Everyone had one coming goal: to protect the community during a time of uncertainty.

“Everybody coming together and word of mouth and having social media to kind of bring us all together was very special,” said Sullivan.

Thousands of volunteers across 10 counties in the area answered the call for help.

“Seeing everybody work together, put differences aside, politics aside, and just work towards one common goal which is the greater good of our community and our people and their health and their safety and that to me is just a very special thing,” said Sullivan.

There were so many people who wanted to pitch in, group leaders were having a hard time keeping up with the volunteer intake.

“In retrospect, it’s really hard to kind of like look back and think like how it happens because it just kind of — boom — happened,” said Sullivan.
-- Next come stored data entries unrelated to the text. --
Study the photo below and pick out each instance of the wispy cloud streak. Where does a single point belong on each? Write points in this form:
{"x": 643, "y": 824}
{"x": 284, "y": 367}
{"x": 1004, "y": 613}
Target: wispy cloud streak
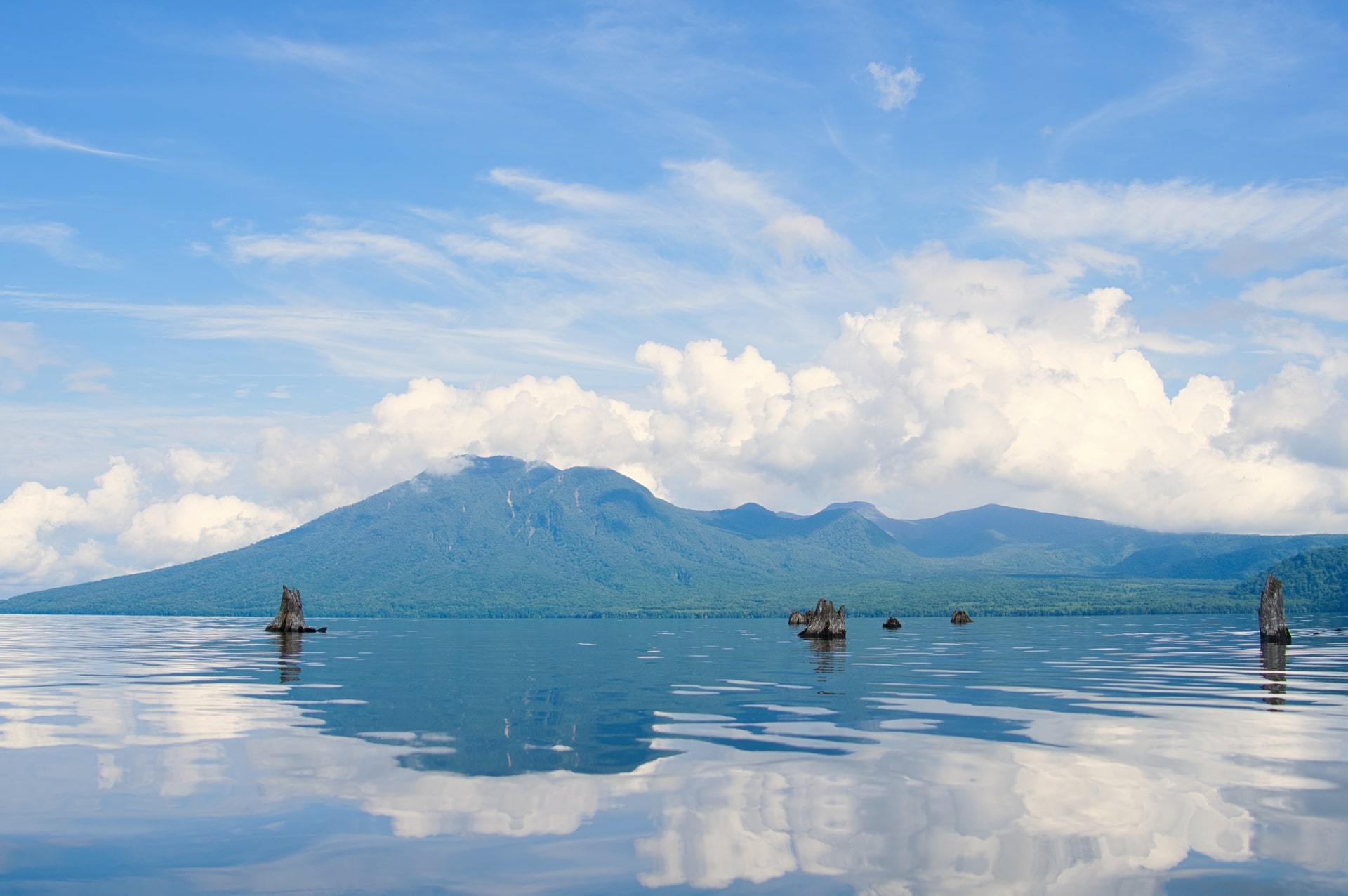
{"x": 22, "y": 135}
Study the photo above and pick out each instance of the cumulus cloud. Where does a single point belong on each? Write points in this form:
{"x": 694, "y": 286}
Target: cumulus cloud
{"x": 53, "y": 535}
{"x": 1062, "y": 407}
{"x": 197, "y": 526}
{"x": 897, "y": 89}
{"x": 943, "y": 381}
{"x": 33, "y": 513}
{"x": 190, "y": 468}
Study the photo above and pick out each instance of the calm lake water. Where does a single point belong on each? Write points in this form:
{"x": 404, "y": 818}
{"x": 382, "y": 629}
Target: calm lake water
{"x": 1096, "y": 755}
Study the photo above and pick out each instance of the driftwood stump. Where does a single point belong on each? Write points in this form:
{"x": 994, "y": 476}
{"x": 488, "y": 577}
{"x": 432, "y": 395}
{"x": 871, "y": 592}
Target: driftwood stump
{"x": 290, "y": 617}
{"x": 1273, "y": 621}
{"x": 824, "y": 623}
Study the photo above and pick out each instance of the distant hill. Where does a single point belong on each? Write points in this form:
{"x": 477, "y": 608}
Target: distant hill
{"x": 1311, "y": 581}
{"x": 507, "y": 538}
{"x": 1006, "y": 539}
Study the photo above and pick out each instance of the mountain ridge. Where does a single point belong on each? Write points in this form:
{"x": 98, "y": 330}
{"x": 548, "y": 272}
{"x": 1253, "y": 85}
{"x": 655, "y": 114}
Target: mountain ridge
{"x": 507, "y": 538}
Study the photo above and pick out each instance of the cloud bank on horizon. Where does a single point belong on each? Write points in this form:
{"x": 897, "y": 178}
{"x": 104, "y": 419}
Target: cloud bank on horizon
{"x": 732, "y": 258}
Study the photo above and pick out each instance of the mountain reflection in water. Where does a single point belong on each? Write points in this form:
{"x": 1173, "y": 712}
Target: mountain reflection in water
{"x": 1078, "y": 755}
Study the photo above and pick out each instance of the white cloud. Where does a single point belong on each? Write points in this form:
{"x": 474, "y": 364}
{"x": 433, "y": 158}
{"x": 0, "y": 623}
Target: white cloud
{"x": 897, "y": 89}
{"x": 20, "y": 355}
{"x": 1176, "y": 215}
{"x": 317, "y": 246}
{"x": 324, "y": 57}
{"x": 576, "y": 196}
{"x": 33, "y": 513}
{"x": 197, "y": 526}
{"x": 54, "y": 239}
{"x": 946, "y": 381}
{"x": 20, "y": 135}
{"x": 1320, "y": 293}
{"x": 1060, "y": 410}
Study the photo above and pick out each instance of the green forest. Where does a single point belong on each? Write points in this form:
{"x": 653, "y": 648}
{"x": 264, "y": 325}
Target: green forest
{"x": 508, "y": 539}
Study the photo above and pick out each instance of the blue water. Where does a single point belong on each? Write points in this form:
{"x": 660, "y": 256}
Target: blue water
{"x": 1129, "y": 755}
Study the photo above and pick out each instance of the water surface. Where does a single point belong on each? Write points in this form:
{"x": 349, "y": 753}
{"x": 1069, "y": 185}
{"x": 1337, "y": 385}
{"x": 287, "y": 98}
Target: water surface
{"x": 1126, "y": 755}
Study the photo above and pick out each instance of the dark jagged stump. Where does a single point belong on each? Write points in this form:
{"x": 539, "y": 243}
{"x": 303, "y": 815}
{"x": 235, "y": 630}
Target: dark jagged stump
{"x": 1273, "y": 621}
{"x": 290, "y": 617}
{"x": 824, "y": 623}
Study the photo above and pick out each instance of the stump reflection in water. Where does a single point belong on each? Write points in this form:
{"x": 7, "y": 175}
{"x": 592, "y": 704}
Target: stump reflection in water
{"x": 829, "y": 657}
{"x": 291, "y": 645}
{"x": 1273, "y": 657}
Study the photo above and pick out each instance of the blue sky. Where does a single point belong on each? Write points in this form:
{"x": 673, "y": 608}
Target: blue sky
{"x": 258, "y": 262}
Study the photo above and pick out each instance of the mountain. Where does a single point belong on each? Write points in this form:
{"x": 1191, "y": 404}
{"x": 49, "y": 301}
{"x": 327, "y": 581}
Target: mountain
{"x": 1006, "y": 539}
{"x": 1311, "y": 580}
{"x": 507, "y": 538}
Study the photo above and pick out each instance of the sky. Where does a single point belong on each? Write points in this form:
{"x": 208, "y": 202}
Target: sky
{"x": 262, "y": 261}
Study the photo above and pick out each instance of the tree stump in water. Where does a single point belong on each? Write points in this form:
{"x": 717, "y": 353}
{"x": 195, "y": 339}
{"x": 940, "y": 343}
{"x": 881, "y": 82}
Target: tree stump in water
{"x": 290, "y": 617}
{"x": 826, "y": 623}
{"x": 1273, "y": 621}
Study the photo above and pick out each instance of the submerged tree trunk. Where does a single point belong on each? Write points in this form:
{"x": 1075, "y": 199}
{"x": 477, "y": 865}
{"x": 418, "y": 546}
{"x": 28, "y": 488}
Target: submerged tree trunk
{"x": 1273, "y": 621}
{"x": 290, "y": 617}
{"x": 826, "y": 623}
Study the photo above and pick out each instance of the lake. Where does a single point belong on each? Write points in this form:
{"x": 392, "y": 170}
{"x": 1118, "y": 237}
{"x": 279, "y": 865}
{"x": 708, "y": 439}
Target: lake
{"x": 1036, "y": 755}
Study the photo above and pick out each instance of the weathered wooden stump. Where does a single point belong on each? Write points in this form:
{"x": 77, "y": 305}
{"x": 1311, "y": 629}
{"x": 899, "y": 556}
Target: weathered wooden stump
{"x": 290, "y": 617}
{"x": 1273, "y": 621}
{"x": 824, "y": 623}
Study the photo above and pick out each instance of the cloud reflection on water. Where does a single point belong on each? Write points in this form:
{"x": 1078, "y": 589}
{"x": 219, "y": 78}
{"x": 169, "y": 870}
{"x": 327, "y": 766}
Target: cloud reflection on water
{"x": 1085, "y": 803}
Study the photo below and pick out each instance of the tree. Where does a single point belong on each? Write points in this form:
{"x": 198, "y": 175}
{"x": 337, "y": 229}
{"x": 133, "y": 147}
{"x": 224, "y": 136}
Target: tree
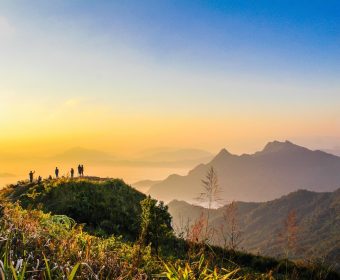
{"x": 230, "y": 229}
{"x": 289, "y": 234}
{"x": 155, "y": 223}
{"x": 210, "y": 195}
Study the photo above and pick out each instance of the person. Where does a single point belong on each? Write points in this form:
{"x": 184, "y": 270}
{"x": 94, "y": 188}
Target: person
{"x": 79, "y": 170}
{"x": 31, "y": 176}
{"x": 56, "y": 172}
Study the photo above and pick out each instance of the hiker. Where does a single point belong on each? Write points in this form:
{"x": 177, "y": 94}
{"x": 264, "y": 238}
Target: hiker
{"x": 79, "y": 170}
{"x": 31, "y": 176}
{"x": 56, "y": 172}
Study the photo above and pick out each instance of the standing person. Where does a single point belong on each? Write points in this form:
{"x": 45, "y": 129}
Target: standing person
{"x": 56, "y": 172}
{"x": 79, "y": 170}
{"x": 31, "y": 176}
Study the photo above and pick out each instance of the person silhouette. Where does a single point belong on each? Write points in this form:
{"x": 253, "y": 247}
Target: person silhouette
{"x": 31, "y": 176}
{"x": 79, "y": 170}
{"x": 56, "y": 172}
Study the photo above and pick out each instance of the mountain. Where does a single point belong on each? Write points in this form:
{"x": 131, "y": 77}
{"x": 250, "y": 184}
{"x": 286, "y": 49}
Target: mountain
{"x": 144, "y": 185}
{"x": 317, "y": 215}
{"x": 100, "y": 204}
{"x": 334, "y": 151}
{"x": 6, "y": 175}
{"x": 280, "y": 168}
{"x": 176, "y": 155}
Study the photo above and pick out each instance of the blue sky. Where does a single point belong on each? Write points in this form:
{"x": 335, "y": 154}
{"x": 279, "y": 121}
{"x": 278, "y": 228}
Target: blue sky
{"x": 230, "y": 61}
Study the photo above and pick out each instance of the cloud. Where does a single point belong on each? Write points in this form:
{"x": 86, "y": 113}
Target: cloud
{"x": 6, "y": 29}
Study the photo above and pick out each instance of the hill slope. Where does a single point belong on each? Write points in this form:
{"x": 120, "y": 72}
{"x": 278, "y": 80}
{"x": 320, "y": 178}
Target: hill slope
{"x": 318, "y": 219}
{"x": 100, "y": 204}
{"x": 280, "y": 168}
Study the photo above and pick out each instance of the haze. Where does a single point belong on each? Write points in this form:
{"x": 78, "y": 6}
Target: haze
{"x": 123, "y": 77}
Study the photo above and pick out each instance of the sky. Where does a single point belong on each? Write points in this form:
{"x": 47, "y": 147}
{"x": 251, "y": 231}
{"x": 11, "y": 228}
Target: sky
{"x": 125, "y": 76}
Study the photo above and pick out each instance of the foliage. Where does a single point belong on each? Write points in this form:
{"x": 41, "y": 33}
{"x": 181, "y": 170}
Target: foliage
{"x": 155, "y": 223}
{"x": 100, "y": 205}
{"x": 38, "y": 245}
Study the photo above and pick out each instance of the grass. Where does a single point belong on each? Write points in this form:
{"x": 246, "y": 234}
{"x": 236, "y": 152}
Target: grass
{"x": 39, "y": 245}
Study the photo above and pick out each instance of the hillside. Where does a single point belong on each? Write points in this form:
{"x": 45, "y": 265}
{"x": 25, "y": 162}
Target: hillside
{"x": 318, "y": 220}
{"x": 280, "y": 168}
{"x": 99, "y": 204}
{"x": 57, "y": 244}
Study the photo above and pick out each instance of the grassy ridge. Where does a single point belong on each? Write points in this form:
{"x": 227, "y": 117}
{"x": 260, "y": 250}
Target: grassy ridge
{"x": 29, "y": 235}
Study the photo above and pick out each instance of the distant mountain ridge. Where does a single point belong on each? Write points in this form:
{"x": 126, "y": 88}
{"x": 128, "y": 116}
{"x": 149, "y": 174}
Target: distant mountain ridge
{"x": 280, "y": 168}
{"x": 318, "y": 220}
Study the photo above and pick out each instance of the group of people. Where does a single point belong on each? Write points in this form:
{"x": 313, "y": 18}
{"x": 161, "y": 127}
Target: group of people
{"x": 56, "y": 172}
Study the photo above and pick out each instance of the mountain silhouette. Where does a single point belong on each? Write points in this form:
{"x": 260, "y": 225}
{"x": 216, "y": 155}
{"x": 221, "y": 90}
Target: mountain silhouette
{"x": 261, "y": 223}
{"x": 280, "y": 168}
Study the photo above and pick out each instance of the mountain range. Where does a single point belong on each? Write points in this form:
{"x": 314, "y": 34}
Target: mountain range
{"x": 262, "y": 223}
{"x": 280, "y": 168}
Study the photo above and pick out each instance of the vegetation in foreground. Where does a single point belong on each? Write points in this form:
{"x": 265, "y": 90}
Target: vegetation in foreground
{"x": 38, "y": 245}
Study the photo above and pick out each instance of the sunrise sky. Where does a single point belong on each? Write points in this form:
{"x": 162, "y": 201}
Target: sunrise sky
{"x": 125, "y": 76}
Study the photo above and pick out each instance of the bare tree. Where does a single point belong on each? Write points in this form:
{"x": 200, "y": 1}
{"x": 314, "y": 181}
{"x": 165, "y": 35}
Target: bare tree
{"x": 210, "y": 195}
{"x": 289, "y": 235}
{"x": 230, "y": 230}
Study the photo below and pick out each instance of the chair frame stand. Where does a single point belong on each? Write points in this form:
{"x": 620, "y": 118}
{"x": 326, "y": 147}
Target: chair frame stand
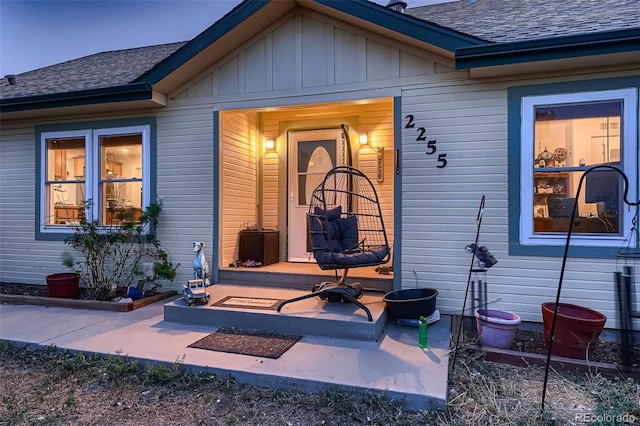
{"x": 339, "y": 291}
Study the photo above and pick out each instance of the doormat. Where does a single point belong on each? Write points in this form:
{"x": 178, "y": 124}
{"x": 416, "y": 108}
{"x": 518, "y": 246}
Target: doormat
{"x": 265, "y": 344}
{"x": 248, "y": 302}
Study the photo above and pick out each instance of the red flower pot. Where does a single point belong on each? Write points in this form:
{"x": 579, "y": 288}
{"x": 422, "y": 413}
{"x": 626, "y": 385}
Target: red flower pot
{"x": 65, "y": 284}
{"x": 577, "y": 329}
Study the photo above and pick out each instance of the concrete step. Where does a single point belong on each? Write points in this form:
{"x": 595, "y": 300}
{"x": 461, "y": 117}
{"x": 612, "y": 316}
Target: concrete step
{"x": 308, "y": 317}
{"x": 263, "y": 277}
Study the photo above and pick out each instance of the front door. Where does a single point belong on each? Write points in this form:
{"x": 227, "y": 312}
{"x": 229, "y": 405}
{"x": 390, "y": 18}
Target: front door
{"x": 312, "y": 154}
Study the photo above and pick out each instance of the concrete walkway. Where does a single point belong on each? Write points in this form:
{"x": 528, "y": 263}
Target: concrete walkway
{"x": 393, "y": 365}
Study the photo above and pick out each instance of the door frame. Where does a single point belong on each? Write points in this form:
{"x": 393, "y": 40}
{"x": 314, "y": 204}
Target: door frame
{"x": 296, "y": 219}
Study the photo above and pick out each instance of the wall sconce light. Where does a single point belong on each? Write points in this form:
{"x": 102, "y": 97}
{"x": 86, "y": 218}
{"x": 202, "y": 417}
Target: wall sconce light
{"x": 269, "y": 145}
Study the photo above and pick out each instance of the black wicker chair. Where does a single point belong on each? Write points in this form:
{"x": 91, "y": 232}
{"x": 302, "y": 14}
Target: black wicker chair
{"x": 345, "y": 230}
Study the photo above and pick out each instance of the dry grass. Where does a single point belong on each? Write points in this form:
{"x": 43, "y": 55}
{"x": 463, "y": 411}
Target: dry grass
{"x": 57, "y": 387}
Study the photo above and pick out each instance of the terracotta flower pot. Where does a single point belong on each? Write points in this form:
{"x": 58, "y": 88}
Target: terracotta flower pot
{"x": 65, "y": 284}
{"x": 577, "y": 329}
{"x": 496, "y": 328}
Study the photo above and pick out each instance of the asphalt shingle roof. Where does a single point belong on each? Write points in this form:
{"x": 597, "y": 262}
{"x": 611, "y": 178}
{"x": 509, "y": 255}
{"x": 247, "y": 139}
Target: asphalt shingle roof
{"x": 101, "y": 70}
{"x": 518, "y": 20}
{"x": 491, "y": 20}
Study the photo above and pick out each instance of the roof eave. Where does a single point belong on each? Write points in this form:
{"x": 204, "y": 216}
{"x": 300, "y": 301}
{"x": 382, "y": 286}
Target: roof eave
{"x": 404, "y": 24}
{"x": 501, "y": 54}
{"x": 126, "y": 93}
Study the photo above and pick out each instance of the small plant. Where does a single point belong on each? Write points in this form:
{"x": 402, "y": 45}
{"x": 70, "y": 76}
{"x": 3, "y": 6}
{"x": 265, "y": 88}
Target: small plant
{"x": 115, "y": 254}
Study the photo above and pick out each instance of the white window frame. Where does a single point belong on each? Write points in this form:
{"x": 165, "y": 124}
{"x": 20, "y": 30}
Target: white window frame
{"x": 629, "y": 164}
{"x": 92, "y": 164}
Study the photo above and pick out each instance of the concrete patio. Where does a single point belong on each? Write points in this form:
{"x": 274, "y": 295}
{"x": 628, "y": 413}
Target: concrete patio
{"x": 383, "y": 359}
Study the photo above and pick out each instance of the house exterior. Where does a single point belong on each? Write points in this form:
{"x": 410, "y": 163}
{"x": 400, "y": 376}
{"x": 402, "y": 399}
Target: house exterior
{"x": 510, "y": 100}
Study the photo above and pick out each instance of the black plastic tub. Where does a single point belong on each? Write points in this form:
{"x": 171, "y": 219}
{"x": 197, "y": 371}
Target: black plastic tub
{"x": 411, "y": 303}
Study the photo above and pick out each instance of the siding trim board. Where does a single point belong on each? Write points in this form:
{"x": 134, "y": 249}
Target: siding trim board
{"x": 128, "y": 93}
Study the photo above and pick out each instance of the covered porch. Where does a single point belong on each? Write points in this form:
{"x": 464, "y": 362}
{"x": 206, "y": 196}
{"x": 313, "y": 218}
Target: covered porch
{"x": 270, "y": 159}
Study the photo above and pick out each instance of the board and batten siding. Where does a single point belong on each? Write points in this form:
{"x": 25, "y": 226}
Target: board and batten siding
{"x": 238, "y": 178}
{"x": 17, "y": 211}
{"x": 185, "y": 184}
{"x": 305, "y": 52}
{"x": 468, "y": 119}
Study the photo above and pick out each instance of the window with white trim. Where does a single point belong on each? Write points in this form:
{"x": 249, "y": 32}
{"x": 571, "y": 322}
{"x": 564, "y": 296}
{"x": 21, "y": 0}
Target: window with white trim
{"x": 562, "y": 136}
{"x": 106, "y": 169}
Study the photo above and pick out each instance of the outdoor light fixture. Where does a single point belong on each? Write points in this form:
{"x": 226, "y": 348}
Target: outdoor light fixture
{"x": 269, "y": 145}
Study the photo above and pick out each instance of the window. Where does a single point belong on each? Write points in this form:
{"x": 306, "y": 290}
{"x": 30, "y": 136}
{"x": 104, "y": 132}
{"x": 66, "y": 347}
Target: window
{"x": 562, "y": 136}
{"x": 106, "y": 167}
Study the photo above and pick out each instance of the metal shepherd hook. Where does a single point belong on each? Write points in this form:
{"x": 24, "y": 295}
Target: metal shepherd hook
{"x": 564, "y": 260}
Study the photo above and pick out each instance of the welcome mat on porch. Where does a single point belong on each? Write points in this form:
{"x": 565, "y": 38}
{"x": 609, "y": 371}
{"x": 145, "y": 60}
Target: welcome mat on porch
{"x": 248, "y": 302}
{"x": 264, "y": 344}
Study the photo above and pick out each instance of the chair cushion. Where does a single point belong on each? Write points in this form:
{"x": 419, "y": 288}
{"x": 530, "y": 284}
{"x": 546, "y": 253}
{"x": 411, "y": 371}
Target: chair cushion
{"x": 348, "y": 232}
{"x": 331, "y": 215}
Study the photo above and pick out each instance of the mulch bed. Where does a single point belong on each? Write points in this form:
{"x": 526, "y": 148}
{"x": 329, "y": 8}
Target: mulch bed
{"x": 29, "y": 294}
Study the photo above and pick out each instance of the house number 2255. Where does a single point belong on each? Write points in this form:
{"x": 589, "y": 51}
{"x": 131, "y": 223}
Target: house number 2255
{"x": 431, "y": 144}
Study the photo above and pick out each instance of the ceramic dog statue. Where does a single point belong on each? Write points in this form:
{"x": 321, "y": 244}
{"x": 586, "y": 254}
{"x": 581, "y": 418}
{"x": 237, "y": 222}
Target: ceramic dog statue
{"x": 200, "y": 265}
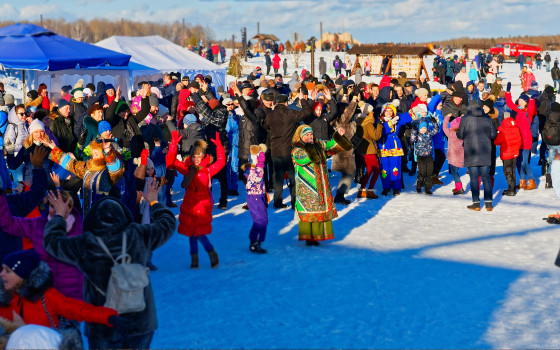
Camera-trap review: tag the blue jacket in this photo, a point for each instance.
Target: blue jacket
(21, 205)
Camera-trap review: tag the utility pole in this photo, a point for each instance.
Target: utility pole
(321, 37)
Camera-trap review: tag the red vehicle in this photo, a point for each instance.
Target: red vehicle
(512, 50)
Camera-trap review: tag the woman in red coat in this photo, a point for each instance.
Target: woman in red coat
(26, 295)
(509, 140)
(526, 110)
(195, 217)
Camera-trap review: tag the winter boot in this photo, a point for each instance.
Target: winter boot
(458, 189)
(531, 185)
(436, 180)
(361, 193)
(194, 261)
(548, 181)
(475, 206)
(214, 262)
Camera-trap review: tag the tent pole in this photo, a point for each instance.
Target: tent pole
(23, 85)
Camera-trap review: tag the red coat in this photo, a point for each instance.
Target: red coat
(509, 139)
(58, 305)
(523, 119)
(195, 217)
(276, 61)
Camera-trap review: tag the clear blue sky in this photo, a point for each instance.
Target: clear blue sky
(369, 21)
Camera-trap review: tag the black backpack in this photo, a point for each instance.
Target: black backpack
(551, 133)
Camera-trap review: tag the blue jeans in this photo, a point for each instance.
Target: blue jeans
(121, 341)
(524, 168)
(484, 173)
(454, 171)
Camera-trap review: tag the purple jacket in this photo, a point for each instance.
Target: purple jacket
(68, 279)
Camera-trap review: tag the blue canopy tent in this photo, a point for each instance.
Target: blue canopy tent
(28, 46)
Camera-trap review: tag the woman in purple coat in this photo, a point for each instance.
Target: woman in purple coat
(67, 279)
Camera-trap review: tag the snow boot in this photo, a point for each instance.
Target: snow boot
(194, 261)
(458, 189)
(361, 193)
(436, 180)
(548, 183)
(475, 206)
(531, 185)
(214, 262)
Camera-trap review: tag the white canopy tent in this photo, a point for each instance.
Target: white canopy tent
(164, 56)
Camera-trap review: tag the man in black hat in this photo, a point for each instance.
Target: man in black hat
(281, 124)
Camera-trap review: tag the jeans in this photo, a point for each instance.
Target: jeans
(484, 173)
(524, 168)
(121, 340)
(281, 166)
(454, 171)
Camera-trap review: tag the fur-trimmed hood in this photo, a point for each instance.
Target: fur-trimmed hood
(33, 287)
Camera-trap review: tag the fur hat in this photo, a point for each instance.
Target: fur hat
(421, 92)
(36, 124)
(22, 262)
(199, 147)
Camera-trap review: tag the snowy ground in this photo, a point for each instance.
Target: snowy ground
(403, 272)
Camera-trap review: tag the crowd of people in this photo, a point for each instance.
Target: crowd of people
(86, 181)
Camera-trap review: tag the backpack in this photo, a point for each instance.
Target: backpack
(125, 291)
(551, 133)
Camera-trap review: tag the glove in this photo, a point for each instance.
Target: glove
(10, 147)
(260, 160)
(144, 157)
(217, 141)
(119, 321)
(175, 137)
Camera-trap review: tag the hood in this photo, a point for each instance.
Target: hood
(33, 287)
(107, 217)
(12, 117)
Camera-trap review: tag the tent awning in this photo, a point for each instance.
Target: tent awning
(28, 46)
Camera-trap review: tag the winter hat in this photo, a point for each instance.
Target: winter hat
(78, 94)
(36, 124)
(420, 108)
(63, 103)
(153, 100)
(103, 126)
(488, 103)
(306, 130)
(199, 147)
(189, 119)
(421, 92)
(524, 98)
(8, 99)
(22, 262)
(213, 103)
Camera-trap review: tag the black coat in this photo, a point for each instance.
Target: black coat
(477, 132)
(85, 252)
In the past 15 months, they have donated 75,695 handmade masks to hospitals, nursing homes, schools, and anyone who reached out and say they needed help.

“With all donated funds, donated supplies, and that in itself is just mind-blowing. It seems impossible but we did it,” said Sullivan.

The group's work was especially crucial when hospitals were running out of personal protective equipment.

“The response from the community is really what made it so overwhelmingly amazing,” said Sullivan.

It took a lot of coordination but leaders figured out a way to have some volunteers sew masks, others picked up and dropped off supplies, and there were groups who delivered the finished masks— filling thousands of requests for free.

“Our volunteers and the speed that they were able to hand-make these masks, that’s what blew my mind,” said Sullivan.

The orders have now slowed down, and with the new CDC guidelines allowing fully vaccinated people to no longer were masks, the group has come to an end after providing an invaluable service during the pandemic.

“It was time to close everything down and shut down shop,” said Sullivan.

Now, the group is selling extra supplies to add the money to their leftover funds.

They plan to use that money to buy food for healthcare workers at local hospitals.

“We’re looking for any local restaurants that might be able to work with us on pricing so that we’re able to provide more people or more units with a meal,” said Sullivan.

If there’s any money left after that, the group wants to buy toys to donate to St. Joseph’s Children's Hospital.